Here is a 2004 opinion from the Dallas Court of Appeals that just does not seem right. The opinion is styled, Royal Maccabees Life Insurance Company v. James.
The insurer was sued by the surviving spouse of a police officer seeking an additional 50,000 in life insurance proceeds after the insurer paid the basic $50,000 upon the officer’s death. It was undisputed that the insured applied for and paid premiums for over four years for the additional $50,000 in coverage. It was also undisputed, however, that the insurer never sent a letter to the insured approving the disputed benefit as required by the life insurance policy. The insurer denied the additional $50,000 in coverage and refunded the premiums paid for this coverage. The trial court entered judgment on the jury finding that the insurer breached the contract, committed fraud, and violated the DTPA, the Texas Insurance Code, and the duty of good faith and fair dealing. The judgement included mental anguish damages, punitive damages, attorney’s fees and pre-judgment interest. This appeal followed.

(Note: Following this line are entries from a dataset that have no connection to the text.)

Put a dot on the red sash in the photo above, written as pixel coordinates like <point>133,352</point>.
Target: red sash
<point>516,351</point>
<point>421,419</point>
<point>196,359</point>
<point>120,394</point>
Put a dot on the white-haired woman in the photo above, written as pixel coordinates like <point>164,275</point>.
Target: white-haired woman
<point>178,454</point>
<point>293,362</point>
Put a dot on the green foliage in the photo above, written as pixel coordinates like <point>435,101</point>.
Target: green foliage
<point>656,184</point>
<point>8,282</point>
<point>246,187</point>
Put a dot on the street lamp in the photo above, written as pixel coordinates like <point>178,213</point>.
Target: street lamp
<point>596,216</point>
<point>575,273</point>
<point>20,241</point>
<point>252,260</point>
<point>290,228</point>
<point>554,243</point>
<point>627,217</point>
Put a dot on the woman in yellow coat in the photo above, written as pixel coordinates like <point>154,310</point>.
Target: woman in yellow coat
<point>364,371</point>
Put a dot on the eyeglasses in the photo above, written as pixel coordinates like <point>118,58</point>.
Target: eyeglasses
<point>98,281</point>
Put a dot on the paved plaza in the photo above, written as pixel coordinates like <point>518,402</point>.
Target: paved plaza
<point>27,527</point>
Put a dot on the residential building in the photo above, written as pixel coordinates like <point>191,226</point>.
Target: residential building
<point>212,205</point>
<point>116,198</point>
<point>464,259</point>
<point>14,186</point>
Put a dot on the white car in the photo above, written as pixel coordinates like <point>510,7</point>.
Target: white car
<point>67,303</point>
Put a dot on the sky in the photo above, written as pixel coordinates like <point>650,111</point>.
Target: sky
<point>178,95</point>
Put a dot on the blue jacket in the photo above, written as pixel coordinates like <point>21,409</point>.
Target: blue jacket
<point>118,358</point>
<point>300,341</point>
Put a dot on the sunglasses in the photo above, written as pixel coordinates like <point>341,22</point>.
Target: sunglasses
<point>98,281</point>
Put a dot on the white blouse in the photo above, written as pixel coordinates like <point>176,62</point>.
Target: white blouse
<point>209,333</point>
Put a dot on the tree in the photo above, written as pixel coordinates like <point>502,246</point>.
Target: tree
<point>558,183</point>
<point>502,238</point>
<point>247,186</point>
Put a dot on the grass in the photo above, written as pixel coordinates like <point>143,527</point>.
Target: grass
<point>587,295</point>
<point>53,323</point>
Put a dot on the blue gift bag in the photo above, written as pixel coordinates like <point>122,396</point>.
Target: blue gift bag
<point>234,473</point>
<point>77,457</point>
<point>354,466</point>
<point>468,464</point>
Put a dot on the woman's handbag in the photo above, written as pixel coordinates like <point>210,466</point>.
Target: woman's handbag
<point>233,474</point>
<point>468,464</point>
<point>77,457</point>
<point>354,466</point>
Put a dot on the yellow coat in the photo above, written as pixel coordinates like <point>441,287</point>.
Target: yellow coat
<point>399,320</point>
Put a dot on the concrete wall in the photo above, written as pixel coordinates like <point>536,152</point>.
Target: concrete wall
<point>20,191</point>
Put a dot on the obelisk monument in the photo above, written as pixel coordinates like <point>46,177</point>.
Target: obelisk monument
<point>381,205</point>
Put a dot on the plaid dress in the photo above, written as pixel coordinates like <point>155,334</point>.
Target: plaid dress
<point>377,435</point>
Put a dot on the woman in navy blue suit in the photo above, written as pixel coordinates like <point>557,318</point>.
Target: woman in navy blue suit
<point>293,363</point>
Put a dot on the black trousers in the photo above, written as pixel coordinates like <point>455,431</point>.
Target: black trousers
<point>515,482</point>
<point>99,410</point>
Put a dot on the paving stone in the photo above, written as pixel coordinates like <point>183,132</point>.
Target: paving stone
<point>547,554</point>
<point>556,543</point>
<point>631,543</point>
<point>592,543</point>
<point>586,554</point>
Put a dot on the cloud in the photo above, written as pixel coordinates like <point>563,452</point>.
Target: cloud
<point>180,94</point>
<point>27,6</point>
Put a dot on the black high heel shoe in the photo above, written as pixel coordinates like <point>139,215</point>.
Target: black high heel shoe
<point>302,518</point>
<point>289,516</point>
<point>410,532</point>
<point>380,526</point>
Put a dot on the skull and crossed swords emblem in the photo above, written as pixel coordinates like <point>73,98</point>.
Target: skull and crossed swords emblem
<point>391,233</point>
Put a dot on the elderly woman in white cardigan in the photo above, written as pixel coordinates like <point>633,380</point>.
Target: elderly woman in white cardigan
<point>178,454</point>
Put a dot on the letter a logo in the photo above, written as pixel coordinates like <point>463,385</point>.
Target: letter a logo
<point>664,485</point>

The Dallas Court of Appeals reversed and rendered judgment in favor of the insurer on the breach of contract, bad faith and the Insurance Code claims and remanded the remaining claims for a new trial. The appellate court concluded that an insurer’s acceptance of premiums for additional life insurance coverage for more than four years prior to the insured’s death did not waive a policy provision that written approval from the insurer was required before the employee would be entitled to additional life insurance benefits. he Court began it’s analysis by reviewing the breach of contract claim and recognizing well established principles of Texas insurance law holding that waiver and estoppel cannot be used to create insurance coverage. The court reviewed policy language that the insured alleged was conflicting, ambiguous and supported a finding of coverage. Applying equally well settled principles of Texas insurance law holding that jurists should attempt to harmonize two allegedly conflicting provisions, the court found that one of the provisions applied to the first $50,000 of coverage which did not require the insurer’s written approval, while the other provision required written approval for amounts above $50,000.